Knee injuries are one of the common sports injuries, and it’s often the anterior cruciate ligament (ACL) that suffers the damage. ACL injuries are especially worrisome here at Siatta Dunbar, DO, CAQSM Sports Medicine because they’re notoriously difficult to heal, they often lead to an early retirement from sports, and they’re on the rise among soccer players.
We’re dedicated to helping our patients avoid ACL injuries by encouraging them to engage in preventive training using the FIFA 11+ program. Why? Because ACL injuries are not random accidents that occur during unpredictable contact during the game.
Most ACL injuries occur during non-contact movements, such as sudden deceleration, sidestepping, cutting, pivoting, and landing a jump the wrong way. The FIFA 11+ program focuses on developing the strength and form you need to prevent non-contact ACL injuries.
Why ACL injury prevention is critical
No one wants to suffer an injury. And if you play sports at any level, there’s no doubt you appreciate the importance of preventing injuries. But ACL injuries are especially worrisome because you’re at risk of:
Sustaining extensive knee damage
When your ACL tears, chances are your injuries extend to other structures in the joint. More than half of all patients with an ACL injury end up with damage to the articular cartilage, meniscus, and other ligaments in the joint. You may also develop bruises on the bone below the cartilage.
Needing surgery to restore the ligament
A partially torn ACL doesn’t always require surgery to heal, yet without surgery, you’re at risk for ongoing instability, pain, and a higher chance of reinjury. However, if your ACL is completely ruptured, chances are you need surgery to ensure optimal healing. Whether your injury requires surgery depends on variables like your age and the type of activity or sport you want to get back to playing.
Reinjuring your knee
After your initial ACL injury, chances are high that you’ll suffer a reinjury.

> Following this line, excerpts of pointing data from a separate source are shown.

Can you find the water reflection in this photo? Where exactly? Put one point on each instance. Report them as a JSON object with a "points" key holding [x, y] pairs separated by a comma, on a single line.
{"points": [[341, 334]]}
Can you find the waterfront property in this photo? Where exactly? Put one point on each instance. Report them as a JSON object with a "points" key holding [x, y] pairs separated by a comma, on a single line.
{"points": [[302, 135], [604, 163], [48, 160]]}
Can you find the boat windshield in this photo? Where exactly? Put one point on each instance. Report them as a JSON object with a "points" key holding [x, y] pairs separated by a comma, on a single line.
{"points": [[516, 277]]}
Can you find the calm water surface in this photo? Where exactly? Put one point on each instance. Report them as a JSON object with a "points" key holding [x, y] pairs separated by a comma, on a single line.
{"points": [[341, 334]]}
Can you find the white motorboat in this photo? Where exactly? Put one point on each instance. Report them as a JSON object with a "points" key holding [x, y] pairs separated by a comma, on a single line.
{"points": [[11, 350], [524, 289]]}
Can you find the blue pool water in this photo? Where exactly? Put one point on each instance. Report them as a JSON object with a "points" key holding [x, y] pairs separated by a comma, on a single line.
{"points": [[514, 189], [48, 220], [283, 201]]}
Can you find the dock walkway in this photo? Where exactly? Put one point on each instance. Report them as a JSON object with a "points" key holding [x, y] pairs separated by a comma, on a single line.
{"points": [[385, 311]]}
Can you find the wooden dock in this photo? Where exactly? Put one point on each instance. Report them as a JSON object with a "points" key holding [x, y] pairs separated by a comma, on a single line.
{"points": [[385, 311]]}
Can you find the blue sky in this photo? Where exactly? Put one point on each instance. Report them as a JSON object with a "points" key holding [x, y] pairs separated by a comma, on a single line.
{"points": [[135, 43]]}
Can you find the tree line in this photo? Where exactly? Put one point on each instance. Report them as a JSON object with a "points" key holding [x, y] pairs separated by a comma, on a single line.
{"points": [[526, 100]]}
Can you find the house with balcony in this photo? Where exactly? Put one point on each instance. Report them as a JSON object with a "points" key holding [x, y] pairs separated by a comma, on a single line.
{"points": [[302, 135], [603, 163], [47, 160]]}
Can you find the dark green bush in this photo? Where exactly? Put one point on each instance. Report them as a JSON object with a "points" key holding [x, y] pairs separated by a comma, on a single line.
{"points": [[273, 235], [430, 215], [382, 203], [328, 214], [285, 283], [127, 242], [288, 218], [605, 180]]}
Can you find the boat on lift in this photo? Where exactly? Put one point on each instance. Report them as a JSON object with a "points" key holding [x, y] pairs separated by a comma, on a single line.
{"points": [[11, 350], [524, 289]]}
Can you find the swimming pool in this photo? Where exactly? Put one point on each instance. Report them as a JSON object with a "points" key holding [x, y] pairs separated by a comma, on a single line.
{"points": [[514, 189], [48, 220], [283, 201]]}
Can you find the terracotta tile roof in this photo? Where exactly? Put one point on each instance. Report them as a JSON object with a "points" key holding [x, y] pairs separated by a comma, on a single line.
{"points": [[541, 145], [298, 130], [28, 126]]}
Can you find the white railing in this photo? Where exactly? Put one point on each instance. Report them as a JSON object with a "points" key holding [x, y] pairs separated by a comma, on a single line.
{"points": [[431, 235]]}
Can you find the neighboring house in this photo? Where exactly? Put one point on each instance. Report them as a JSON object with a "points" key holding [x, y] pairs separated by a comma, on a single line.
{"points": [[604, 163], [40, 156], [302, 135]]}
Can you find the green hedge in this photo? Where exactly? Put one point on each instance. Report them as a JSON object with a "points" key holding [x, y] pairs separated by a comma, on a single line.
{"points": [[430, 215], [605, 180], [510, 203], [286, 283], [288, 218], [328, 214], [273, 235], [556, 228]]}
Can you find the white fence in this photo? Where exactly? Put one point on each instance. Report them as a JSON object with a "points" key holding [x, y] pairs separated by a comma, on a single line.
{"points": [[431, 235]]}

Even with surgical repair, 20% of athletes have a second ACL injury within two years, and career athletes spend more time on the disabled list.
FIFA 11+ program basics
A group of international experts at FIFA’s Medical Assessment and Research Centre evaluated the mechanisms and risks leading to ACL injuries to develop the FIFA 11+ program. The exercises, which don’t require special equipment, should be performed in every training session. You should also run through a shortened version before each game.
When you use the program, it’s important to pay attention to proper form and follow the precise sequence of exercises. Studies show that players who follow these basics and use the program at least twice a week had 37% fewer training injuries and 29% fewer injuries during the game. Additionally, severe injuries were reduced by about 50%.
The key elements of injury prevention are core strength, neuromuscular control and balance, and plyometrics and agility. While all three are essential for preventing ACL injuries, plyometrics are especially valuable because they train you how to move in a biomechanically correct manner, strengthening your muscles and ligaments so they’re better prepared to protect the ACL.
FIFA 11+ exercises
The FIFA 11+ program has three parts, and each contains a list of specific exercises. The exercises aren’t new, but the FIFA 11+ program is the first time these specific exercises have been put together, creating a standard warm-up that effectively prevents ACL injuries.
For each exercise, you learn the proper form as well as vital tips that help you avoid body mechanics that place stress on your knees. Here’s a brief look at the three parts.
Part 1: Running exercises at low speed
You master six exercises during part one, including controlled contact and running while stopping to perform movements.
Part 2: Muscle strength, plyometrics, and agility
You work through bench exercises designed to strengthen your core, leg, and gluteal muscles. Then you follow a regimen of active exercises that improve coordination, balance, and movement control. You also perform exercises to build body stability during quick movements.
Part 3: Running exercises at moderate or high speed
During Part 3, you combine moderate-to-high speed running with bounding and planting and cutting movements.